Ischemia-reperfusion injury (IRI) is an unavoidable consequence of kidney transplantation and a major contributor to delayed graft function (DGF). DGF, traditionally defined as the need for dialysis within the first week post-transplant, is linked to inferior graft and patient outcomes, prolonged hospitalization, and higher health care costs. IRI begins with tissue hypoxia, which triggers an inflammatory response on reperfusion. The renal tubule plays a critical role in complement synthesis, with local activation driving inflammation and graft immunogenicity more than circulating liver-derived complement. The lectin pathway is a key initiator of complement activation in hypoxic renal tubules, primarily through collectin-11's interaction with glycan ligands on hypoxic cells, with further amplification through the alternative pathway. Despite promising preclinical results, systemic complement inhibitors have not significantly improved DGF in clinical studies, likely due to inefficient targeting of ischemic renal tubules. Machine perfusion offers a novel approach to delivering therapeutics directly to donor kidneys. Notably, hypothermic machine perfusion has improved DGF rates and early graft outcomes. Emerging targeted delivery systems using extracellular vesicles or nanoparticle-based carriers also promise to deliver therapeutics to the sites of injury.

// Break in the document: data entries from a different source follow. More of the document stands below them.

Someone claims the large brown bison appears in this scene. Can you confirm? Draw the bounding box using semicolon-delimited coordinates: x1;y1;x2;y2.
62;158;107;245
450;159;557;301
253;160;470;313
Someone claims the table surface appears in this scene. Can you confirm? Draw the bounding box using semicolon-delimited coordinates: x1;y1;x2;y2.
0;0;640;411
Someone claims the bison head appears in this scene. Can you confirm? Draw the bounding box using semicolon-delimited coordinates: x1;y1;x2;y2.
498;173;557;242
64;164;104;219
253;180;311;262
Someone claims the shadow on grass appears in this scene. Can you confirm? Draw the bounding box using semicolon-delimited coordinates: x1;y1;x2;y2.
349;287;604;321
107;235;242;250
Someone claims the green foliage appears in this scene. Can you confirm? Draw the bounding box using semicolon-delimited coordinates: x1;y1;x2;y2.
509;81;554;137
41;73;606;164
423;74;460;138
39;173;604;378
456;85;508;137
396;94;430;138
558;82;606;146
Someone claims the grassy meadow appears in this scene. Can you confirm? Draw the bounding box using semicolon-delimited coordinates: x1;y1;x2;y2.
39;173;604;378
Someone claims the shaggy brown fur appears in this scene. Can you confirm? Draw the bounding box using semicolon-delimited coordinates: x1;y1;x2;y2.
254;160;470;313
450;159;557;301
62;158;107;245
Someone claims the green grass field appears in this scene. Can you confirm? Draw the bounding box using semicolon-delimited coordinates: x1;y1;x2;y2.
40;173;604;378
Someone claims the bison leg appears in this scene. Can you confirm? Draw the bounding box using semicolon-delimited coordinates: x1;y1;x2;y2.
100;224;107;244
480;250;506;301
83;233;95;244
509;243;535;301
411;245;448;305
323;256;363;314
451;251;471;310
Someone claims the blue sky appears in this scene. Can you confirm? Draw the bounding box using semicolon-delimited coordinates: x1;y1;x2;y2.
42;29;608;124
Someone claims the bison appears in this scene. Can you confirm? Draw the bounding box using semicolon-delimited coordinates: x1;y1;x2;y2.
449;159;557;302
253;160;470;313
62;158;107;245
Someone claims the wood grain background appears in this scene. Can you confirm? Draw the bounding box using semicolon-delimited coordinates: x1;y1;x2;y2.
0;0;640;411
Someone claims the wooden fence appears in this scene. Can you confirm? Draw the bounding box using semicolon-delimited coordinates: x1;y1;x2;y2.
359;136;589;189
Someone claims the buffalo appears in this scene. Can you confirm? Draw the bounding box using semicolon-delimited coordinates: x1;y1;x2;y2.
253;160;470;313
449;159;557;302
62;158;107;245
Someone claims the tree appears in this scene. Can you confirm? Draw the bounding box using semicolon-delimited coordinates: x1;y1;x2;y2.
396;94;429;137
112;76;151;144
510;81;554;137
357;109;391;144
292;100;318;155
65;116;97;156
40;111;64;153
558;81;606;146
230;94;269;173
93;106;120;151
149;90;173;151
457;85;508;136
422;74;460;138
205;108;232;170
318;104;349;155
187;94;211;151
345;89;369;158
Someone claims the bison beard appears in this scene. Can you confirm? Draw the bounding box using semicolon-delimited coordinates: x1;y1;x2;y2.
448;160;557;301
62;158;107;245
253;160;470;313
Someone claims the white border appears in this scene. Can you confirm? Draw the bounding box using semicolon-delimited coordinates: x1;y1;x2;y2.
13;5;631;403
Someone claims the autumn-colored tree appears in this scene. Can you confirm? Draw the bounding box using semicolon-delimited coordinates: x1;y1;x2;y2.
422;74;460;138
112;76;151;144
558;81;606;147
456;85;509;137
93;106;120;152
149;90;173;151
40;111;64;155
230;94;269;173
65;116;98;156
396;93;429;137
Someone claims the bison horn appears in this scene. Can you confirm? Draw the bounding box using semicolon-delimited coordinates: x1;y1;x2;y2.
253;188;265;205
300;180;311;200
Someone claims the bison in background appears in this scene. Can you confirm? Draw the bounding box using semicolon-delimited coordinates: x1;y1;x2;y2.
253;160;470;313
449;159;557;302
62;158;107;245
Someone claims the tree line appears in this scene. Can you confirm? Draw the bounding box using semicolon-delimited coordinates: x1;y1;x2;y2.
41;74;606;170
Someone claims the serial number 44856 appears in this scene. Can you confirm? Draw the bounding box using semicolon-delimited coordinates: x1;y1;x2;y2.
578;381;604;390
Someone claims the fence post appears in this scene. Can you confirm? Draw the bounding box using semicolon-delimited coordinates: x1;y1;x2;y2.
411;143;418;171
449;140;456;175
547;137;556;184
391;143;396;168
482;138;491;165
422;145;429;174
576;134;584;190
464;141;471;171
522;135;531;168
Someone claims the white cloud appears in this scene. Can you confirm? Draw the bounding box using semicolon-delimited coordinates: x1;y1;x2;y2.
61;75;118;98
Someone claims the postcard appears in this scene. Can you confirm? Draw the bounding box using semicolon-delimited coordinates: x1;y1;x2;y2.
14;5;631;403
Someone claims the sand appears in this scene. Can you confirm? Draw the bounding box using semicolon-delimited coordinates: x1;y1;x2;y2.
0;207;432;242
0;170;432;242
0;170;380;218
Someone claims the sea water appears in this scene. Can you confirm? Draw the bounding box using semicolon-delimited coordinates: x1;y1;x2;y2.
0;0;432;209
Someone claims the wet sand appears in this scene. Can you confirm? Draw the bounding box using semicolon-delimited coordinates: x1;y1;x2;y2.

Organ-targeted complement inhibition through machine perfusion or other targeted delivery systems represent compelling strategies for IRI prevention. Finally, multigenic xenografts engineered to prevent complement activation have shown initial promise in overcoming the complement-mediated barriers that continue to challenge allotransplantation in humans.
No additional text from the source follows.